El Libro de las armas está escrito respondiendo a un deseo de información particular: «Frey Johan Alfonso, yo Don Johan paré mientes al ruego et afincamiento que me fizistes…». Para que su amigo las conozca bien y no las olvide, se propone explicar en el papel tres cuestiones: A) Por qué le fueron dadas las armas (del escudo) a su padre Don Manuel, y por qué son éstas alas y leones. B) Por qué él y sus hijos legítimos pueden nombrar caballeros, no siéndolo ellos. C) La conversación sostenida en Madrid con el rey Don Sancho, poco antes de morir éste. Las otras cuestiones fueron ya explicadas al amigo, pero ahora son fijadas en el papel por deseo del mismo. («Et respóndovos que vos lo gradesco mucho.») Tras aludir a la imposibilidad- de presentarse el autor por testigo de cuanto va a contar («Bien podedes entender que non pude yo ver lo que acaesció cuando nasció mío padre…»), y al modo como ha reconstruido las noticias, a través de diferentes fuentes «crederas», procede con orden al primer tema. A) El padre de Juan Manuel e hijo del santo rey Don Fernando, vino al mundo precedido por signos que se reputaron milagrosos. Por tal motivo se pidió al obispo de Segovia Don Remón que «batease» al niño con un nombre vocacional. El cual fue hallado en el de Manuel, que quiere decir «Dios conusco».

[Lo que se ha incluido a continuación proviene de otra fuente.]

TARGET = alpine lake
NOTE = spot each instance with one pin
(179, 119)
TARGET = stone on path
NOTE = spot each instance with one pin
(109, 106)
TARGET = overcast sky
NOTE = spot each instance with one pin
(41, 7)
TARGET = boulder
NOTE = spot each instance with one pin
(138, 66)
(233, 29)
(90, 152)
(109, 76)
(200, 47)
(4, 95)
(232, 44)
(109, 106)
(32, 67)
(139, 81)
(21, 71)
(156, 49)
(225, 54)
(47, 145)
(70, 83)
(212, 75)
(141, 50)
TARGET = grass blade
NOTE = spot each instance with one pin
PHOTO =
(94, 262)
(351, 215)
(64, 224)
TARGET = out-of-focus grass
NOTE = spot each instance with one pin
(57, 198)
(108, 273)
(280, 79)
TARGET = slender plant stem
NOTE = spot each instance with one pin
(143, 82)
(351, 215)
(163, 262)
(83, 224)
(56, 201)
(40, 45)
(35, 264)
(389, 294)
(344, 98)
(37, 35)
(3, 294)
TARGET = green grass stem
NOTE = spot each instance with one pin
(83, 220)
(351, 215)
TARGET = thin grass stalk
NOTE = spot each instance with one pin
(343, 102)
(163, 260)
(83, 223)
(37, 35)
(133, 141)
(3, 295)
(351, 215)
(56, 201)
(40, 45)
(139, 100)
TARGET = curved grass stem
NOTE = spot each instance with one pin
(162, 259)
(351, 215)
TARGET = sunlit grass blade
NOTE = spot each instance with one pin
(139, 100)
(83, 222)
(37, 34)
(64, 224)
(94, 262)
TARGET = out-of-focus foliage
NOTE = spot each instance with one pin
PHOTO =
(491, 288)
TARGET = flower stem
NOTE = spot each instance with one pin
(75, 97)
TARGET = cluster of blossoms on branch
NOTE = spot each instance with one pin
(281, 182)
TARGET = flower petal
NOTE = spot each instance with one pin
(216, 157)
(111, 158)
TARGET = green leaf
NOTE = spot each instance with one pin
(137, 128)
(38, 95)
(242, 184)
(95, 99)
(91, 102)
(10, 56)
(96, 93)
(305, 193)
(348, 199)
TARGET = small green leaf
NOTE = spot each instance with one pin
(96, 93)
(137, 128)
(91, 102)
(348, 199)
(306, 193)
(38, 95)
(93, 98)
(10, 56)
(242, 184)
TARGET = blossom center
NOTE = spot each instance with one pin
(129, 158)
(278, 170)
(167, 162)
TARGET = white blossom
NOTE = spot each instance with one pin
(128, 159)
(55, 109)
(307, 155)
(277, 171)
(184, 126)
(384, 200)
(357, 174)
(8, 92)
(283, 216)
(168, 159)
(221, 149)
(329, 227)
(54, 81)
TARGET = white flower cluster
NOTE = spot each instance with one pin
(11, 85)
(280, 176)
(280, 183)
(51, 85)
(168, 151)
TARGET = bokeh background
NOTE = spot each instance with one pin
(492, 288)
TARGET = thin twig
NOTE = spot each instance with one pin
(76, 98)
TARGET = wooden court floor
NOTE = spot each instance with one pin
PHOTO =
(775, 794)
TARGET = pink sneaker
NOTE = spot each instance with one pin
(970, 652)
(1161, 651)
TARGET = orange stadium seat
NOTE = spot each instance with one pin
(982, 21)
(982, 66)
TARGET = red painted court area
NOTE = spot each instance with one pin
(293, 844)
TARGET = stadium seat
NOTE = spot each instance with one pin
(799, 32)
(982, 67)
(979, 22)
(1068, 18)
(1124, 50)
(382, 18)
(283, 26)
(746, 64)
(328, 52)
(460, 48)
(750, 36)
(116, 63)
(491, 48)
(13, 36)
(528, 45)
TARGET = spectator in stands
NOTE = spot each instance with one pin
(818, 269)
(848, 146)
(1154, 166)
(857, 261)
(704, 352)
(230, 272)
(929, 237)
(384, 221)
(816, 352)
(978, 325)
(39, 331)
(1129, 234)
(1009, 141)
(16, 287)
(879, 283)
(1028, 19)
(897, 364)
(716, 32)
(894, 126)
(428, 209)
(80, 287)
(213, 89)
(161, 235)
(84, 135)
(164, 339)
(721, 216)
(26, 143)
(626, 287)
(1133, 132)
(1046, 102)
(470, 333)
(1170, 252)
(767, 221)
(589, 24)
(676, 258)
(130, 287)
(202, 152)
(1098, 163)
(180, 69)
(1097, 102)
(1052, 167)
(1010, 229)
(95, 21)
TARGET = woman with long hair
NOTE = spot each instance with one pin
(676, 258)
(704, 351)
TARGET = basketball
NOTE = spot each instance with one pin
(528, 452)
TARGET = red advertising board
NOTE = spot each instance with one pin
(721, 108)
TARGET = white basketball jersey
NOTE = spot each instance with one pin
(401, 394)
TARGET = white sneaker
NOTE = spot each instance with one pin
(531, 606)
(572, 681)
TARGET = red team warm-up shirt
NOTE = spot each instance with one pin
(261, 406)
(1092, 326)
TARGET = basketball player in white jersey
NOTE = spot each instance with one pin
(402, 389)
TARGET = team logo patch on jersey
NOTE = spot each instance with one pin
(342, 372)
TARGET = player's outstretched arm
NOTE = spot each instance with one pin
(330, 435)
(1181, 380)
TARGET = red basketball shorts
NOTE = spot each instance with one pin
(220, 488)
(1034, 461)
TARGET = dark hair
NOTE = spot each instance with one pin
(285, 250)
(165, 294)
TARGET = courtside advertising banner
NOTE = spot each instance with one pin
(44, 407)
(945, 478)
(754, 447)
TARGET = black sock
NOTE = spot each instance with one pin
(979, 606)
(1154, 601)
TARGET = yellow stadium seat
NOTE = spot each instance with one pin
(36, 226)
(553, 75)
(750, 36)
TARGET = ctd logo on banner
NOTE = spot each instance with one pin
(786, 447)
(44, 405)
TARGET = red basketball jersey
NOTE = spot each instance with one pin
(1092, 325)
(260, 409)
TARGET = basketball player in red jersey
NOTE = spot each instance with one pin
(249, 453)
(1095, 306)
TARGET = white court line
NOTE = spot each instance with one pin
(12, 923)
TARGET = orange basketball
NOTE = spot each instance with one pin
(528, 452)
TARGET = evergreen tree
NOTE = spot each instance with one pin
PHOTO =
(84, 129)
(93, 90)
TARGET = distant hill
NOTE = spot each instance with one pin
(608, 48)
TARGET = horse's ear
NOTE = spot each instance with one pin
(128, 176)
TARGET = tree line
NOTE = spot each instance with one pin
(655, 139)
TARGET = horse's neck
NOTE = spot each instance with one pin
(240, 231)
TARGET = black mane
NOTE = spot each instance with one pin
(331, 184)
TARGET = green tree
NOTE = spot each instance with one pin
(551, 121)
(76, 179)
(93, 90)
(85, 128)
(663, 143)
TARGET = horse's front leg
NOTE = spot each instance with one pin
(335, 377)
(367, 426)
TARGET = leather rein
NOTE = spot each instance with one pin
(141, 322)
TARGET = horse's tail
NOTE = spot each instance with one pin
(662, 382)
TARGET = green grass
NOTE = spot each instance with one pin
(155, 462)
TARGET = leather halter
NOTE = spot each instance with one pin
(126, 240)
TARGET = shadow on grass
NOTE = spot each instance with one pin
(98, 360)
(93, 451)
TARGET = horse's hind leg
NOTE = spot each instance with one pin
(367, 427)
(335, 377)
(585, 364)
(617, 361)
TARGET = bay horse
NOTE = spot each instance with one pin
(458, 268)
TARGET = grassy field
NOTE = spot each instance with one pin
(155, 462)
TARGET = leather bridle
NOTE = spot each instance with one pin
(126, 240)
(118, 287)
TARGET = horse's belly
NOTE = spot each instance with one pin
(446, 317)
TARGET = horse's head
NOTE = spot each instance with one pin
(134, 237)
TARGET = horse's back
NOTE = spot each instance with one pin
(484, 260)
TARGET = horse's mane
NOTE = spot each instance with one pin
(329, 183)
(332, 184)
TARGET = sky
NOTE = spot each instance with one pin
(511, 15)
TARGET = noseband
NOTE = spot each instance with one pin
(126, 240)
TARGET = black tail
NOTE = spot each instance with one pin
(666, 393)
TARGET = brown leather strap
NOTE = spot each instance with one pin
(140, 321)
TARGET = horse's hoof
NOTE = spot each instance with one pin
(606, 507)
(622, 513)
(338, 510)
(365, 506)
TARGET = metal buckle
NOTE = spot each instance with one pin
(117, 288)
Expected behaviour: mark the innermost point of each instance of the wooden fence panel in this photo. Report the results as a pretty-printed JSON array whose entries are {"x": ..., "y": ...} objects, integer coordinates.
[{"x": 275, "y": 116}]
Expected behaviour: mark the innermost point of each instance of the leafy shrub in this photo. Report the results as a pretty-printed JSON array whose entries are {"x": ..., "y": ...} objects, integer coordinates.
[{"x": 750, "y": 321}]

Luego fue entregada la criatura a Don Pedro López de Ayala para que lo criara «no con tan grant locura como agora». Y llegado el día en que el rey entendió decían dársele armas, volvióse a pedir una elección al obispo. Fueron por él las armas: alas y leones, en cuarteles bermejos y blancos. Detalla Juan Manuel el simbolismo de cada elemento: en el cuartel bermejo una ala de oro ante una mano armada de desnuda espada. (El ala significa el ángel del Señor, el linaje real; la mano, la sabiduría específica del hombre…). B) En cuanto a la segunda cuestión y para justificar su facultad de hacer caballeros, empieza recordando el casamiento y descendencia del rey Jaime I de Aragón, al cual está unido el infante por línea materna. Y fue tras una serie de rivalidades entre los reyes de Aragón y los de Castilla que se otorgó a Don Manuel y a sus herederos el señorío de Elche, con algunos fueros reales. Al margen de esta relación árida y confusa, reviste interés la historia aneja de Doña Sancha, princesa que abandona la corte para servir anónimamente a los romeros, hasta que muere en el hospital de Arce. C) Por último, continuando el esquema riguroso y didáctico, aborda Juan Manuel el asunto de su conversación con el rey Don Sancho, moribundo: El adolescente Juan Manuel, victorioso en Murcia, llega a Valladolid para entrevistarse con su rey y pariente. Éste le recibe cariñosamente, le regala nuevas tierras y planea su casamiento con la hija del rey de Mallorca, Don Jaime.
Posteriormente, el rey Don Sancho se traslada a «Madrit» por consejo de los «físicos», y aquí viene a visitarlo Don Juan Manuel por última vez. El rey, en presencia de los íntimos («Como quiera que todos los míos tengo yo por vuestros, y todos los vuestros tengo yo por míos…»), le hace tres peticiones: Que se doliera de su alma; que le pesara su muerte, y que tomase en encomienda a la reina Doña María. Luego, tras lamentarse de haber perdido la bendición de sus padres, acabó dándosela a Don Juan Manuel, porque a pesar de todo son los reyes «fechura de Dios e por eso an ventaja de los otros omnes». El estilo preciso y luminoso, su exposición ordenada pero viva y anecdótica, se funcionalizan excesivamente en la segunda parte del libro. La crónica, la información, se hacen con el lenguaje y disminuyen el dibujo y la frase en sí misma significante. Y sin embargo, esta información tiene, como el propio escudo del infante (alas y leones), algo indeciblemente poético, el inconcreto aroma de una personalidad que ha hecho mucho más y marca un horizonte.